My first engine was bought at an auction for $7.00. It is a Fairbanks-Morse No.1 Eclipse, engine no. A5093 and is still my favorite engine. As far as I have been able to discover, this engine was probably built fairly early in the production run, as it has a number of features different from later engines. The most notable difference is that the engine does not have 'Fairbanks-Morse' or '1' cast on the barrel of the engine, as most seem to have. I have an original 1914 catalogue for the Eclipse engines, which shows both versions of this casting. The photos show the earlier type with just 'Eclipse' cast on the barrel, while the diagrams show the barrel with 'Fairbanks-Morse' cast on it. According to the catalog, the No.1 Eclipse without pumpjack has a shipping weight of 185 pounds and has a 14' flywheel.

My Eclipse never seems to have had a pumpjack attached and as I bought it from an old dairy, I presume it had been used to power various dairy machines.

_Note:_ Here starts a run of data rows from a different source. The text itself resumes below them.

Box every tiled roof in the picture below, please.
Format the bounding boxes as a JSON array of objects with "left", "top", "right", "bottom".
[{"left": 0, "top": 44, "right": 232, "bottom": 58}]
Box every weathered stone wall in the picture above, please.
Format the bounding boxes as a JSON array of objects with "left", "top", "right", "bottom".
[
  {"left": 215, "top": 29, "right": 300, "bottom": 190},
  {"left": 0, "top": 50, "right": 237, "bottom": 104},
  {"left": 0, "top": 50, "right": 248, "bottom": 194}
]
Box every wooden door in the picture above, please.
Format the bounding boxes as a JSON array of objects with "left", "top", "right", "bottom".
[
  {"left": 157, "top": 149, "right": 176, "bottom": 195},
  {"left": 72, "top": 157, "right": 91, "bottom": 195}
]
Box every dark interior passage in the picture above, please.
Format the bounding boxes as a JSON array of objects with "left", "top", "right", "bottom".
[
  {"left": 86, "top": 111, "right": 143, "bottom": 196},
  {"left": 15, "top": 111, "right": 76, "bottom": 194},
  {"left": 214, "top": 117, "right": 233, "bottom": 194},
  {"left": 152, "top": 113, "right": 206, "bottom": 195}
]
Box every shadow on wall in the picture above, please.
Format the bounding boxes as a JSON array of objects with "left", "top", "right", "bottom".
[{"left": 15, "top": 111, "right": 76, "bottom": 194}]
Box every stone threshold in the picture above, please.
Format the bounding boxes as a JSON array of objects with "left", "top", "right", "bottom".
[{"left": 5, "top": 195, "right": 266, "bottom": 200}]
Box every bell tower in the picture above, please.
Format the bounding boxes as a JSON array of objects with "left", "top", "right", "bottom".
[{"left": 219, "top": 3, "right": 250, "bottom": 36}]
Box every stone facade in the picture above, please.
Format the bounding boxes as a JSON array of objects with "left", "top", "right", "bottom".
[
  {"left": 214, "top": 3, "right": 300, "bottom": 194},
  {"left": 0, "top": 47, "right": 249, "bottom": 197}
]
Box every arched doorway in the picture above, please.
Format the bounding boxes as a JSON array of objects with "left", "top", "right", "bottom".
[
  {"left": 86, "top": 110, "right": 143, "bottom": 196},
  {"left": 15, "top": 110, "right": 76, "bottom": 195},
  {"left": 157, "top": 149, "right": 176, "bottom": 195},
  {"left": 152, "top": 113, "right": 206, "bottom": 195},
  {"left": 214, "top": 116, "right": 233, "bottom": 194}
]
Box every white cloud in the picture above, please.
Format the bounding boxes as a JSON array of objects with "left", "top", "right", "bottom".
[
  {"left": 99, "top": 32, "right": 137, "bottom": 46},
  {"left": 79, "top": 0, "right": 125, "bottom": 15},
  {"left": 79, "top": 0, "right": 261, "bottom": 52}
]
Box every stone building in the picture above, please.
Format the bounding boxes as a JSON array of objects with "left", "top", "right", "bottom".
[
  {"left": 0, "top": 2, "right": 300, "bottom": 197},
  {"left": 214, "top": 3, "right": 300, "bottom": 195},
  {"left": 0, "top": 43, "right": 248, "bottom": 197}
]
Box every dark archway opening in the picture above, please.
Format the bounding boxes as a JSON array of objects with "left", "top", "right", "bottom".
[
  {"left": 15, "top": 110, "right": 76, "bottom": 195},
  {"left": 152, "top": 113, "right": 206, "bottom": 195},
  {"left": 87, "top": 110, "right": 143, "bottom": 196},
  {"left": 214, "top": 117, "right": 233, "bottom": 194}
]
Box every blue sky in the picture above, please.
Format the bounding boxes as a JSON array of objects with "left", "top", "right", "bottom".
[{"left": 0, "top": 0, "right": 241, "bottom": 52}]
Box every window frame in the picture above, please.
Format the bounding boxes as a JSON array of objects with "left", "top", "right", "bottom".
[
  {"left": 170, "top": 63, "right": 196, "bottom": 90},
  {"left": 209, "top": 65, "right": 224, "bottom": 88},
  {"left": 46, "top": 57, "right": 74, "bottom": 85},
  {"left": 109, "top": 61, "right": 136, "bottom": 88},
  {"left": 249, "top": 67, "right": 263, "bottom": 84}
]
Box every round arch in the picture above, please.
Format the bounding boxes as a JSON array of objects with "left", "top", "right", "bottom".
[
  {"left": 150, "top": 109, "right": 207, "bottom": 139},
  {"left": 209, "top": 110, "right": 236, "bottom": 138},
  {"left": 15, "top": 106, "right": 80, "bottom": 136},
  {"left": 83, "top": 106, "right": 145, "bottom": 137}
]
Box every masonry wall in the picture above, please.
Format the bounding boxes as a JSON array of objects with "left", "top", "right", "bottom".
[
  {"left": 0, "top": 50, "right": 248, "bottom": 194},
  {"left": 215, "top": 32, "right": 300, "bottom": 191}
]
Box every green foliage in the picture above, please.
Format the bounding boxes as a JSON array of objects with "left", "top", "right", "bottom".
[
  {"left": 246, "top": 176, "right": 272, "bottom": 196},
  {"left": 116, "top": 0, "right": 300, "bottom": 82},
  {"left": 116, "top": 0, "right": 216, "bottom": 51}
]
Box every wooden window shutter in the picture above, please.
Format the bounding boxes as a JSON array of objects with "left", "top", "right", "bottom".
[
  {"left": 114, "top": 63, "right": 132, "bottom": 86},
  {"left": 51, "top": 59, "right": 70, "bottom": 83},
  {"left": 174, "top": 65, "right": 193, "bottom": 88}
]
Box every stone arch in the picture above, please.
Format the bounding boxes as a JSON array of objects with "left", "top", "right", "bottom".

You will note in the photo that it has a magneto. All the Australian Eclipses I have seen have magnetos attached. My engine has an early Bosch driven by a chain off the crankshaft. The magneto sits on a plate bolted to the crankcase. Many of the Eclipses here have a much better made setup and the magneto is driven with gears and attaches to a much more solid plate. The engine also has the original factory extension hopper. This increases water capacity by one gallon (according to the manual).

My Eclipse was missing the governor, crank handle, and silencer when I bought it, but all other parts are original. I have now either acquired or had the missing parts made. The Eclipse will happily run all day at a show and is an easy starting engine. It is starting to look a bit shabby, as it was restored 20 years ago and has been to every engine show I have taken engines to. When there is a big enough break between shows, I will repaint the Eclipse.